6 Nisan 2014 Pazar

ÖNCE OL!

      Olmak...
      Var olmak, yoktan var edilmek, oluşmaktır olmak. Bir de var olanın olması, Olma kavramına erişmesi vardır ki, bu durum olgunluğa erme halidir. Fakat unutulmamalıdır ki, her var olan olgunluğa erecek diye bir kaide asla yoktur. Zaten olmak derken gerçek manada kast ettiğim buydu.

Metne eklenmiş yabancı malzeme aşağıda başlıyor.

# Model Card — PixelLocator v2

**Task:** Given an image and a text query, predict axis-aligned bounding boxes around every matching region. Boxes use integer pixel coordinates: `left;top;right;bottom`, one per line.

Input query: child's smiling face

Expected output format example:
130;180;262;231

      Bir tohum ekmeden yağmur duasına çıkmak ne kadar gereksiz ve saçma ise, henüz olmadan büyümeyi istemek de bir o kadar yanılgıdır insana. Anlamaya çalış! Ben, yoktan var olmayı kast etmiyorum. Ben, var olanın, olma kavramına ermesini anlatıyorum, anlıyor musun? Bir ağacın dalındaki bir meyveyi düşün, henüz küçücük ve tatlanmamış. Bu meyveyi yemek istemezsin çünkü henüz olmamış dersin değil mi? Oysa ki o meyve zaten vardır fakat olmamıştır. Bir yemek yapıyorsun ve o yemek henüz pişmediği için, yine olmamış kelimesini kullanıyorsun. Oysa ki yemek tencerede zaten mevcut ama henüz pişmediği için o yemek olmamıştır. İşte, insan da böyledir. Zaten vardır ama henüz olmamıştır. Burayı fark edebildin mi? Var olmak ama henüz olmamak. Ne tezat değil mi? Dinle!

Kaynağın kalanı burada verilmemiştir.